# SMS als kostenlos angepriesen, Betrug?



## Clythoss (4 Juli 2007)

Hallo, ich bin neu hier und habe ein paar Fragen.

Ich erhalte seit einer Weile Spam-Mails welche die Bitte enthalten irgendwelche Website´s zu besuchen und der jeweiligen Frau kostenlos eine SMS zu schicken. Da man täglich über Internetbetrug liest und hört hab ich mir vorher mal die AGB´s durchgelesen. Und die kostenlose SMS ist mit 2 Euro dann doch etwas teuer. Meine Frage hört sich vlt Naiv an, aber wenn mir ein Mitarbeiter einer Firma einen Dienst als kostenlos anpreist, ich für diesen aber dann 2 Euro bezahlen muss ist das nicht Betrug?

Kann ich solche Firmen anzeigen auch ohne das ich Schaden davongetragen habe? (Betrugsversuch)

Bringt das was? Die werden sich bestimmt irgendwie abgesichert haben, also was ist ihr Trick?

Ich bin bereit viel Zeit in das ganze zu investieren, hab aber keine Ahnung was ich genau machen kann. Mir fehlt einfach das Wissen, aber ich hoffe ihr helft mir.

--Clythoss


----------



## Heiko (4 Juli 2007)

*AW: SMS als kostenlos angepriesen, Betrug?*

Klar kannst Du Anzeige erstatten. Ich würde sogar dazu raten. Zumindest schadets nichts, wenns auch nicht unbedingt viel bringen muß.


----------



## Clythoss (4 Juli 2007)

*AW: SMS als kostenlos angepriesen, Betrug?*

Erst mal danke für die schnelle Antwort.

Ich hatte mir halt gedacht, wenn ichs mache, dann richtig. Daher würd ich gern wissen wie die sich gewöhnlich absichern. Die Formulierung der Mail ist es jedenfalls nicht. Der Text : "Wenn du Interesse hast dann kannst du mir ja kostenlos von dort aus eine SMS schreiben" ist ziemlich eindeutig.
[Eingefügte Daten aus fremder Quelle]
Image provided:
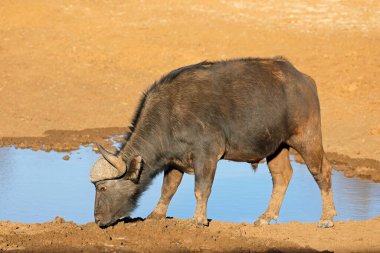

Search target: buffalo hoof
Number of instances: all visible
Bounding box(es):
[192,218,209,227]
[146,212,166,220]
[318,220,334,228]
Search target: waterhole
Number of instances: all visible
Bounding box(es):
[0,147,380,224]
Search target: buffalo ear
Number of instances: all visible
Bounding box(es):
[125,156,142,184]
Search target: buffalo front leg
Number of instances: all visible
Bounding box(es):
[193,160,217,226]
[147,169,183,219]
[255,147,293,225]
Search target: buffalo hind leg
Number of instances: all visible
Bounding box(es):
[147,169,183,219]
[295,141,336,228]
[255,147,293,225]
[193,159,217,226]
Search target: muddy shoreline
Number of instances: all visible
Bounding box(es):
[0,127,380,182]
[0,216,380,252]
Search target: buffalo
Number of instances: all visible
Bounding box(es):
[90,57,336,227]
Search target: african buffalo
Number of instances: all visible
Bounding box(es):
[90,57,336,227]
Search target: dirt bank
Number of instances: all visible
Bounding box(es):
[0,217,380,252]
[0,0,380,252]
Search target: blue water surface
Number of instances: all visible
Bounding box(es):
[0,147,380,224]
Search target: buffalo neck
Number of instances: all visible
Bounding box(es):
[122,131,167,179]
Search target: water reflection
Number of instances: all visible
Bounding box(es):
[0,147,380,223]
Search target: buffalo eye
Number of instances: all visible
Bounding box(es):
[98,186,107,192]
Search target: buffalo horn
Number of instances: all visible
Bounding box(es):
[96,144,127,176]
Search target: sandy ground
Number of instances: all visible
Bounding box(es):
[0,0,380,251]
[0,216,380,252]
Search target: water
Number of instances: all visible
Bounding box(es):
[0,147,380,224]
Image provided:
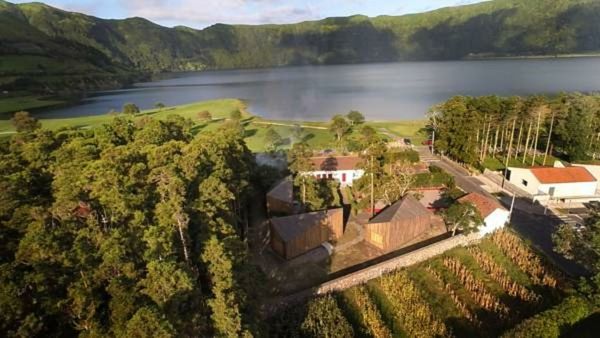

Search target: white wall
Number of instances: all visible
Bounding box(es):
[508,168,540,195]
[539,182,598,199]
[479,208,510,237]
[573,164,600,181]
[306,169,365,186]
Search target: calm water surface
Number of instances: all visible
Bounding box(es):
[43,58,600,120]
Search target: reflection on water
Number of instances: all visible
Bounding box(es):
[42,58,600,120]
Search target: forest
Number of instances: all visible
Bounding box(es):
[429,93,600,170]
[0,114,260,337]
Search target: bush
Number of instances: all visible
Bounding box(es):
[385,149,419,163]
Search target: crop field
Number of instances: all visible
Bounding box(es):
[270,230,589,337]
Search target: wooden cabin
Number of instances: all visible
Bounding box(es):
[267,177,294,215]
[271,208,344,259]
[365,195,435,252]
Ich denk mir halt wenn die so offen Betrug praktizieren müssten die doch längst wieder Weg vom Fenster sein. Da sie das nicht sind haben sie offenbar einen Trick, um diese Betrugsmails zu entkräften. Aber welcher ist das?

Sagen die "Die Mail kann ja jeder geschrieben haben"? Würde bedeuten das ich das vorher nachweisen müsste.


----------



## Fallbeil (4 Juli 2007)

*AW: SMS als kostenlos angepriesen, Betrug?*

Schickst Du mit bitte mal ein oder zwei SMS per PN? Danke.


----------



## Clythoss (5 Juli 2007)

*AW: SMS als kostenlos angepriesen, Betrug?*

Der Spam kam nicht per SMS sondern per Mail. Also Email. Ich habs trotzdem mal geschickt. Hab mich vlt nicht klar genug ausgedrückt.


----------